診療支援
診断

低リン血症
Hypophosphatemia
伊東 伸朗
(東京大学医学部附属病院腎臓・内分泌内科)

緊急処置

【1】糖尿病性ケトアシドーシスでのインスリン加療や,神経性やせ症,飢餓への再栄養の際に生じた血清リン濃度1.0mg/dL未満の急性低リン血症:ヘモグロビン酸素飽和性低下やATP産生減少による意識障害,不整脈,心不全,呼吸不全などのリスクであり,点滴リン製剤(リン酸カリウム,腎不全があればリン酸ナトリウム)による血清リン濃度2.0mg/dLまでの緩徐な補正を検討する。

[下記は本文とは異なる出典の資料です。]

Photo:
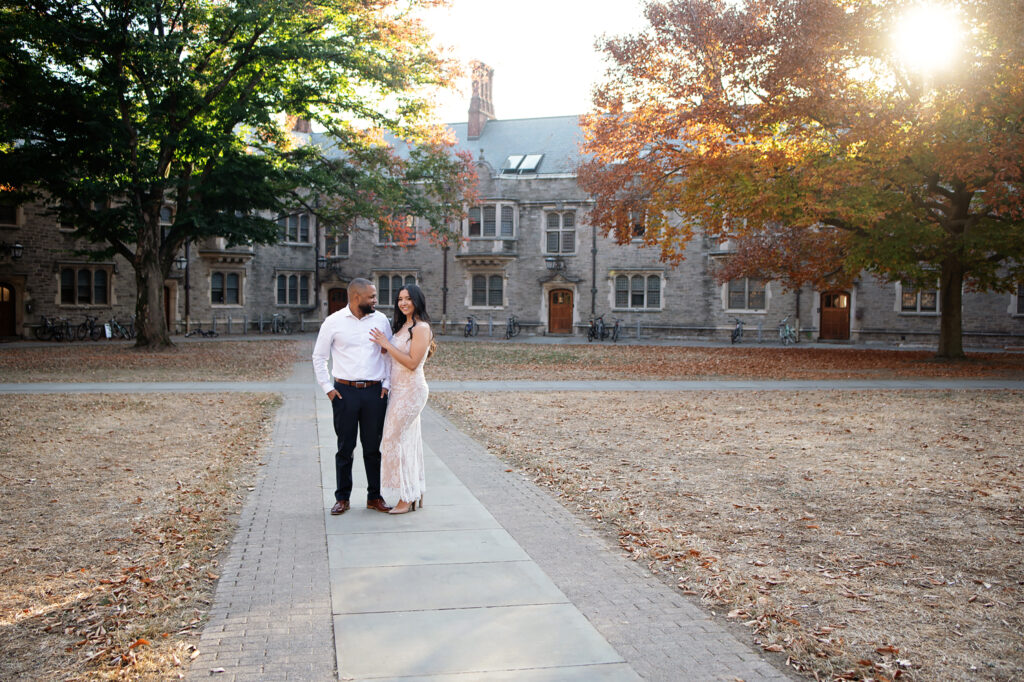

【2】過換気による呼吸性アルカローシスに伴う急性低リン血症や,慢性低リン血症:血清リン濃度1.0mg/dL未満でも緊急処置は不要。

診断のチェックポイント

定義:施設の基準値や年齢によるが,成人では一般に血清リン濃度2.5mg/dL未満を低リン血症という。

【1】病歴

❶くる病の家族歴,両親の血族婚(表1の1-①,2-①,3)。

❷骨粗鬆症,骨折(表1の1,2,3,4)。

❸テタニー(表1の2-①・②,5)。

❹腫瘍性疾患(表1の1-③,4,5)。

❺尿管結石,腎機能障害(表1の4)。

❻外出時間,過度な紫外線対策,きのこ・魚の摂取,ステロイド内服,下剤乱用,胃切除術(表1の2-②)。

❼飲酒,薬剤,重金属曝露歴(表1の1-④,2-②,3,4,6)。

【2】身体所見

❶くる病所見(低身長,O/X脚,脊柱弯曲,肋骨念珠,頭蓋癆,大泉門解離,漏斗胸,関節腫脹)〔→先天性低リン血症(表1の1-①・②,2-①,3)〕。

❷骨軟化症所見:骨痛,偽骨折,骨折,筋力低下,齲歯・慢性期合併症:前縦/後縦/黄色靱帯骨化症,変形性関節症,腱付着部位の石灰化〔→先/後天性低リン血症(副甲状腺ホルモン[PTH]および副甲状腺ホルモン関連ペプチド[PTHrP]関連低リン血症を除く)〕。

❸Trousseau徴候,Chvostek徴候〔→ビタミンD代謝関連低リン血症,hungry bone syndrome(表1の2-①,②,5)〕。